Adult adoption is when adults legally adopt a person who has reached or crossed the age of eighteen. The adoptee adult has to consent without ulterior motives or pressure. Only then can the adoptive parents have that adult as their child.
The basic concept of such adoption reinforces the parent-child bond and transfers all the responsibilities to the adoptive parents. This, of course, comes with limitations that, if ignored, can jeopardize the adoption process.
If you’re planning for such a procedure, you must consider five legal issues you may face while adopting an adult. To keep yourself out of the hay, you should also learn why people adopt adults.
Legal Issues When Adopting an Adult
Adult adoption procedures can vary across states in many ways. However, the limitations and other issues often remain the same. When you are adopting an adult in Georgia, for example, you’ll need to abide by the adoption laws and note down where your request to adopt an adult can be rejected.
Not everyone can adopt adults, especially when something connects the adopter and the adoptee in ways that aren’t legally supported.
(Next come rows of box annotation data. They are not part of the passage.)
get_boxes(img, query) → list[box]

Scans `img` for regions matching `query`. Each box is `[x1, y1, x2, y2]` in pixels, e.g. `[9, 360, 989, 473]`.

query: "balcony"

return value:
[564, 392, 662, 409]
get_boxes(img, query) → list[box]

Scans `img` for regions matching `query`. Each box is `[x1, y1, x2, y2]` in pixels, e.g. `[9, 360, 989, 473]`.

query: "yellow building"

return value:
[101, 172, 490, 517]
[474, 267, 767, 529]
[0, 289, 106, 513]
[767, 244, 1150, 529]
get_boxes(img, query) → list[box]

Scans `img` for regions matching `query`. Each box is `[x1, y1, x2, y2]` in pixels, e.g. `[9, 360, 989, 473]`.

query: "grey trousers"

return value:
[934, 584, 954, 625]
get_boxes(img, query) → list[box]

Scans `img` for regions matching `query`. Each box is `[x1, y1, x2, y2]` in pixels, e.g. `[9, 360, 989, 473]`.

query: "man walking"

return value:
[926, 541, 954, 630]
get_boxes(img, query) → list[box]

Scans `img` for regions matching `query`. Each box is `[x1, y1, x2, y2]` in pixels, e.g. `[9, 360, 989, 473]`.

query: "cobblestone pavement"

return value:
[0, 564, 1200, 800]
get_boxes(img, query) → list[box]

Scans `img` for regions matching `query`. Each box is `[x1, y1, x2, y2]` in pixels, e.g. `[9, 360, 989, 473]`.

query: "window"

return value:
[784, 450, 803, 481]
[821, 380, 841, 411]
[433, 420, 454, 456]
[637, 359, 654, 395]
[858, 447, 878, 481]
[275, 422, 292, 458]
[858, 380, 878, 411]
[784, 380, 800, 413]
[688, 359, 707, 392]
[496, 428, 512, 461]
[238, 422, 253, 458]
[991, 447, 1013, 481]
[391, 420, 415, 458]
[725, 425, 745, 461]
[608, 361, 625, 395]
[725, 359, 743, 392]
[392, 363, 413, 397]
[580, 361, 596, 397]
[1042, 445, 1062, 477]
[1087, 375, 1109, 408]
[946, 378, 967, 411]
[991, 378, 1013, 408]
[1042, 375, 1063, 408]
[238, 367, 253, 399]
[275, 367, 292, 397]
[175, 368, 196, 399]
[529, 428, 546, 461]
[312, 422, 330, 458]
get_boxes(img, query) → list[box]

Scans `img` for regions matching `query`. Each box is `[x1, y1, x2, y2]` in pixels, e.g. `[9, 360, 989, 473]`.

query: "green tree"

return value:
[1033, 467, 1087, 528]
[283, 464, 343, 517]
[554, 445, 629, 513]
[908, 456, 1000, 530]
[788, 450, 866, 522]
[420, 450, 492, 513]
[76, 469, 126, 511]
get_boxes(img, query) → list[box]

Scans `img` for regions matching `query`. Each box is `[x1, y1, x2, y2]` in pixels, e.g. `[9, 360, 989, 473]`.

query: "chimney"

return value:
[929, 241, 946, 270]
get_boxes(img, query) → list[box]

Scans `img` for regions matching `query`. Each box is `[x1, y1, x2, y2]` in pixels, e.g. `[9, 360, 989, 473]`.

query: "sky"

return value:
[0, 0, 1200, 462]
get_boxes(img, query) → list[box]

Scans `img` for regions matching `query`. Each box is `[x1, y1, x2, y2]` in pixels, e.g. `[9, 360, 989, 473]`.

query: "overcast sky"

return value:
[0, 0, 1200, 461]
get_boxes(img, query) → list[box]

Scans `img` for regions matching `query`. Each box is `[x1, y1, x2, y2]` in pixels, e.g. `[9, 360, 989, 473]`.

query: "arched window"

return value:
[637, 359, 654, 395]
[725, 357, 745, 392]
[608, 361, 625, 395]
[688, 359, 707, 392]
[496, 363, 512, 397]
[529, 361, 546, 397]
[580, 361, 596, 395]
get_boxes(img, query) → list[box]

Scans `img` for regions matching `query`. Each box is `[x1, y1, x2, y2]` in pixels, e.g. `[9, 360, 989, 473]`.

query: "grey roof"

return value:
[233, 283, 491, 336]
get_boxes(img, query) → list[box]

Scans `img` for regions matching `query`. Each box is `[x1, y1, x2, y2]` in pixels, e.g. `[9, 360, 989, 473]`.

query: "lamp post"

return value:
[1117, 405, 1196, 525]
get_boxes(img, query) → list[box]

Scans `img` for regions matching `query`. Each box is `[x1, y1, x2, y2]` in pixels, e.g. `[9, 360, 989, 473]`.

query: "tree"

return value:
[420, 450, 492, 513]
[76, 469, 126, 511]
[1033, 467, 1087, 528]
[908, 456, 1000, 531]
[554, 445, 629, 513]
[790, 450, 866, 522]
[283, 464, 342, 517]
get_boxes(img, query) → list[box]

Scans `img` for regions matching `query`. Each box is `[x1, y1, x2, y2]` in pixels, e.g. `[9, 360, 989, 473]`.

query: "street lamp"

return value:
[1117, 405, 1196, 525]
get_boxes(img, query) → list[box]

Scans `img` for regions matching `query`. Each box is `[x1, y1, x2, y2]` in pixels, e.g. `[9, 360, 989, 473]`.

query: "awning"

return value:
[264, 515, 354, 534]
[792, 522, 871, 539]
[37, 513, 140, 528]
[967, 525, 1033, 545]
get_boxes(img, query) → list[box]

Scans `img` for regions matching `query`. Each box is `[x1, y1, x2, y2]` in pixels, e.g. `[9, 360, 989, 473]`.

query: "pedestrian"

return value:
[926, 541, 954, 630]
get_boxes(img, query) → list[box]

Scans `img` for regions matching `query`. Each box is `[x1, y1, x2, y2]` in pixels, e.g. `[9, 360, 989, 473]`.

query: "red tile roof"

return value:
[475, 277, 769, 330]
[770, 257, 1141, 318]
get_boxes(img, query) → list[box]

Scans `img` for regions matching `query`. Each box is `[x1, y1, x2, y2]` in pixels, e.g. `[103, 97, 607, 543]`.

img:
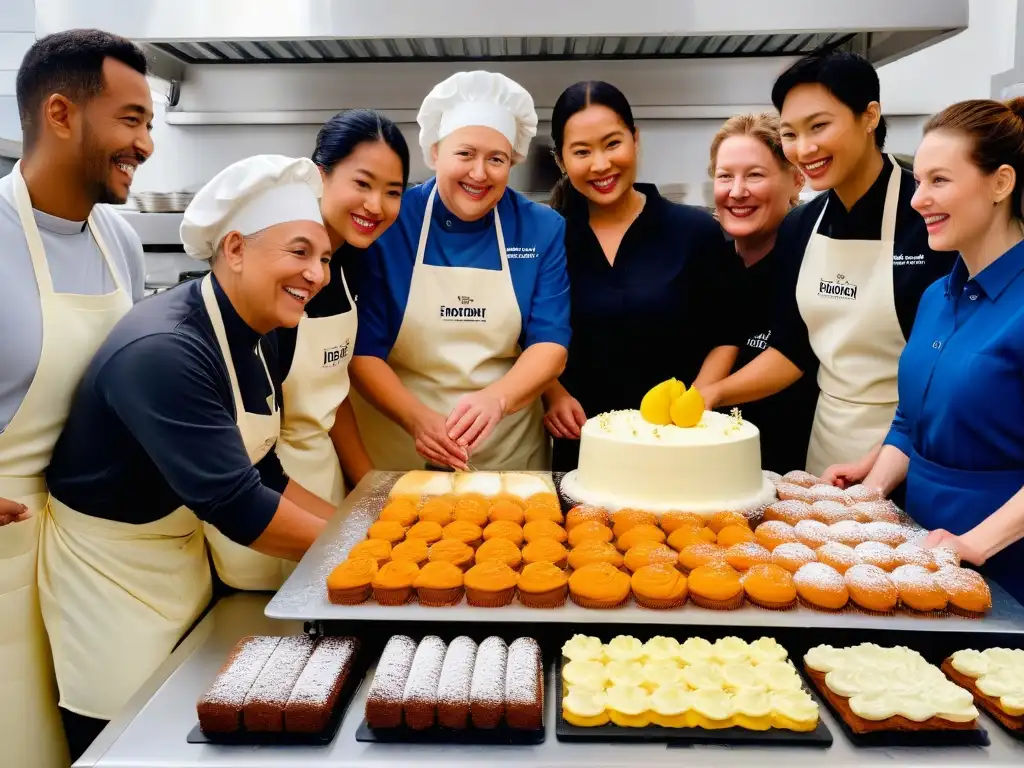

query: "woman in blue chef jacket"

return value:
[864, 98, 1024, 601]
[351, 72, 569, 470]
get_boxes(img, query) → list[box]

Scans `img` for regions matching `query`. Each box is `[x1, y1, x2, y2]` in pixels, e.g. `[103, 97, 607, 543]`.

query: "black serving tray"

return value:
[555, 657, 833, 748]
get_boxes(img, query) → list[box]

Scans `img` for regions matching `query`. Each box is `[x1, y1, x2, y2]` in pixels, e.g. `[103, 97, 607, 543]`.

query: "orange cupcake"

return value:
[487, 500, 526, 525]
[615, 522, 665, 552]
[569, 520, 613, 547]
[569, 562, 630, 608]
[483, 520, 522, 547]
[630, 561, 687, 610]
[441, 520, 483, 547]
[327, 557, 377, 605]
[367, 520, 406, 544]
[373, 560, 420, 605]
[522, 520, 569, 544]
[624, 542, 679, 573]
[391, 539, 427, 567]
[725, 542, 771, 570]
[413, 560, 465, 606]
[569, 539, 624, 570]
[565, 504, 608, 530]
[522, 539, 569, 568]
[718, 525, 756, 549]
[348, 539, 391, 567]
[679, 542, 726, 571]
[427, 539, 473, 570]
[406, 520, 441, 544]
[517, 561, 569, 608]
[687, 562, 743, 610]
[465, 560, 519, 608]
[475, 539, 522, 569]
[668, 525, 718, 552]
[740, 564, 797, 610]
[452, 499, 488, 528]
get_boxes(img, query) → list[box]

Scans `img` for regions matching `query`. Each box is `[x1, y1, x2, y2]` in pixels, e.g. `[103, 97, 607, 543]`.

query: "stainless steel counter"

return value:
[75, 594, 1024, 768]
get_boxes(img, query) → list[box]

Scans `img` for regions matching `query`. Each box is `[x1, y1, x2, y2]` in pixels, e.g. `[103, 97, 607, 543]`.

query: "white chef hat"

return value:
[180, 155, 324, 259]
[416, 70, 537, 169]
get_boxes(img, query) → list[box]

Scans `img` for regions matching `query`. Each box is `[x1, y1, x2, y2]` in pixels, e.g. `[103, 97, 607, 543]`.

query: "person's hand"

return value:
[444, 389, 506, 453]
[0, 499, 31, 525]
[544, 394, 587, 440]
[412, 408, 469, 471]
[921, 528, 985, 565]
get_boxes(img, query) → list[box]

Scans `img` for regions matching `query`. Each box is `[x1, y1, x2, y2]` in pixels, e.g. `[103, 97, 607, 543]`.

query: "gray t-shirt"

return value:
[0, 175, 145, 432]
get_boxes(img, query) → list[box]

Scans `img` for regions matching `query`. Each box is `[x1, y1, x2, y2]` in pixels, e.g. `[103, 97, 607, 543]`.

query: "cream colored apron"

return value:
[39, 276, 279, 720]
[352, 186, 551, 470]
[0, 162, 131, 768]
[278, 270, 358, 509]
[797, 157, 906, 474]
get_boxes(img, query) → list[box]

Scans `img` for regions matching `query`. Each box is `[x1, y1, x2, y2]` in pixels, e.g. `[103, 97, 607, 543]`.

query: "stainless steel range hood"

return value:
[36, 0, 969, 70]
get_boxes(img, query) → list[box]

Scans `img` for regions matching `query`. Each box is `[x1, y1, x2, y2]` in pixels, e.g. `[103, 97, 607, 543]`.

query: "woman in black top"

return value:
[545, 82, 734, 471]
[702, 52, 953, 474]
[697, 113, 818, 473]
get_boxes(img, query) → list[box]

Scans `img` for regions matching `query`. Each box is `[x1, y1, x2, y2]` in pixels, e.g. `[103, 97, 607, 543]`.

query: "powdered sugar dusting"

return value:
[202, 637, 281, 708]
[367, 635, 416, 702]
[505, 637, 541, 705]
[437, 635, 476, 707]
[469, 637, 508, 705]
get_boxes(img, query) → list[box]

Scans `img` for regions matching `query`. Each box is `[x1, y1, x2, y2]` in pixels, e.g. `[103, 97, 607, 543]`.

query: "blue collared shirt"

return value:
[886, 243, 1024, 471]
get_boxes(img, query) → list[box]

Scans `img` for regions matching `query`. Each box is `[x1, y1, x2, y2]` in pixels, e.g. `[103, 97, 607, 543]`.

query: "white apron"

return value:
[278, 270, 358, 509]
[39, 275, 278, 720]
[797, 157, 906, 475]
[0, 162, 131, 768]
[352, 186, 551, 470]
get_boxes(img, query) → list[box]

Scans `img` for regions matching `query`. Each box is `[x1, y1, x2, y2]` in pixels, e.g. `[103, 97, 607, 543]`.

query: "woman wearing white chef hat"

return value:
[351, 72, 569, 470]
[39, 156, 333, 749]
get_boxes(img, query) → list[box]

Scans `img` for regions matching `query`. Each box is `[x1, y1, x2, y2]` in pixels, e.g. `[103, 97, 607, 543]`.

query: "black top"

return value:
[555, 184, 736, 471]
[46, 279, 288, 545]
[770, 156, 956, 370]
[274, 245, 367, 381]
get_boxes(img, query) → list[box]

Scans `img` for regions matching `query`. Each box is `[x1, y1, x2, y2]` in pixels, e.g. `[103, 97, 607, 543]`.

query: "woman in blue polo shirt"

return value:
[351, 72, 569, 470]
[864, 98, 1024, 601]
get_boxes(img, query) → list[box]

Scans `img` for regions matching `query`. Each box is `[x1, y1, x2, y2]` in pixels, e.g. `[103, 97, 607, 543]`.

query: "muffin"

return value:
[522, 520, 568, 544]
[406, 520, 441, 544]
[391, 539, 427, 567]
[771, 542, 818, 573]
[327, 557, 378, 605]
[615, 522, 665, 552]
[565, 504, 609, 531]
[624, 542, 679, 573]
[427, 539, 474, 570]
[522, 539, 569, 568]
[348, 539, 391, 567]
[630, 561, 687, 609]
[793, 562, 850, 610]
[413, 560, 464, 606]
[518, 561, 569, 608]
[687, 563, 743, 610]
[483, 520, 522, 547]
[367, 520, 406, 544]
[568, 539, 624, 570]
[568, 520, 613, 548]
[843, 564, 899, 613]
[441, 520, 483, 548]
[465, 561, 519, 608]
[475, 539, 522, 570]
[569, 562, 630, 608]
[740, 564, 797, 610]
[373, 560, 420, 605]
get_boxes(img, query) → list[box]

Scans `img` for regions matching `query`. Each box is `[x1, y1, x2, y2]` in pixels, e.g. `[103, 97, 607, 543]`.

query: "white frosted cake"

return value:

Here are the primary legal issues associated with adult adoptions:
- Age Differences
Age plays a huge role in the adult adoption process. You can’t adopt someone older than you, as adoption is between parents and children. The adoptive parents should be capable of providing for the adopted child.
Parents, by definition, should be able to provide food, shelter, and security for their kids regardless of their age, which requires them to be more mature than their kids. They should be able to help their kids with education, such as getting admission to a college. If the adoptive parents don’t meet these basic criteria, they’ll face issues when adopting an adult.
- Past Involvement Between Two Parties
If the adoptive parent and the adult to be adopted were ever involved in a romantic or sexual relationship, the adoption procedure would be automatically rejected. Such a relationship can create a power struggle between the two parties, which affects the main reason for the adoption: a successful parent-child bond.
- Adoption for Inheritance
While adoptive parents can adopt adult children to pass on their properties, they can’t adopt an adult with the motive to inherit that adoptee’s properties. It can also be the other way around. An individual can ask wealthy people to adopt them just to have their name written down for inheritance.
The application will immediately be rejected if the lawyer senses these reasons for adoption. Such adoption can result in various crimes and assault cases, which is why adoption for such motives is highly discouraged.
- Forced Adult Adoption
Adoption applications will be instantly rejected when there’s a hint of forced adoption. A forced adoption can be either by the adoptive parents or the adoptee themself.
Here are some cases of forced adoptions that are legal violations:
- Forcing to adopt a married adult when their partner doesn’t consent;
- Forcing the adoption of an adult who didn’t give any consent to the adoption;
- An adult forcing or blackmailing a wealthy couple to adopt them against their will for an undisclosed reason;
- Forcefully adopting an adult to inherit the wealth their biological parents have left for them.
- Past Criminal Record
If the adoptive parents have past criminal records that they’re not cleared from, their wish to adopt an adult will be rejected. Individuals with a record of misbehaving with foster kids, physically assaulting their biological children, or having a history of criminal activities like drug abuse will not be favored.
Similarly, adoptee adults with past criminal records with other families won’t be allowed to be adopted.
Reasons for Adult Adoption
People can adopt adults as their children for several reasons. While most are for emotional reasons, some can also be for legal arrangements. Let’s look at a few reasons for legally adopting an adult:
- A couple who never had children and want to pass their inheritance to someone deserving can adopt an adult. They may not want to give up their properties and inheritance to a trust, preserve them well when they aren’t around anymore, or fall into the wrong hands.
- Relatives may adopt children who barely received love from their parents or have lost their parents very young. They often do so when they have an existing parent-child relationship and want to formalize it.
- Relatives adopt adult children who are mentally and physically challenged, and their biological parents can no longer care for them.
- Capable people adopt challenged adults from orphanages, unable to care for themselves anymore.
- Biological parents who gave up their babies at birth can adopt back their own children, even when they’re adults.
How to Adopt an Adult
People adopting an adult must go through quite a few steps to finally adopt someone as their child. Following are the steps that will legally allow you to adopt the adult that you want as your child or simply want to care for them like parents by formalizing your relationship:
- Collect the correct adoption papers from the lawyer’s office and carefully read the steps you need to carry out.
- Gather witnesses for the adoption procedure.
- Get the formal consent of the adult you aim to adopt.
- If the adoptee is married, get consent from their spouse.
- Fill out and sign the adoption form, and let the witnesses sign the form as well.
- File a petition for adoption with your local trial court and schedule a court proceeding.
- Present your case in the court on the court proceeding date.
- Wait to receive a decree of adoption to complete the process finally.
When you’re trying for adult adoption, ensure that you comply with the legal matters well and that your reasons for such an action are legitimate. If the adoption agency finds legal issues with your adoption process or senses ulterior motives, they will instantly reject your request.
To help you go through the procedures smoothly and clarify the steps, hire a lawyer who works with cases involving adopting an adult to get the best results.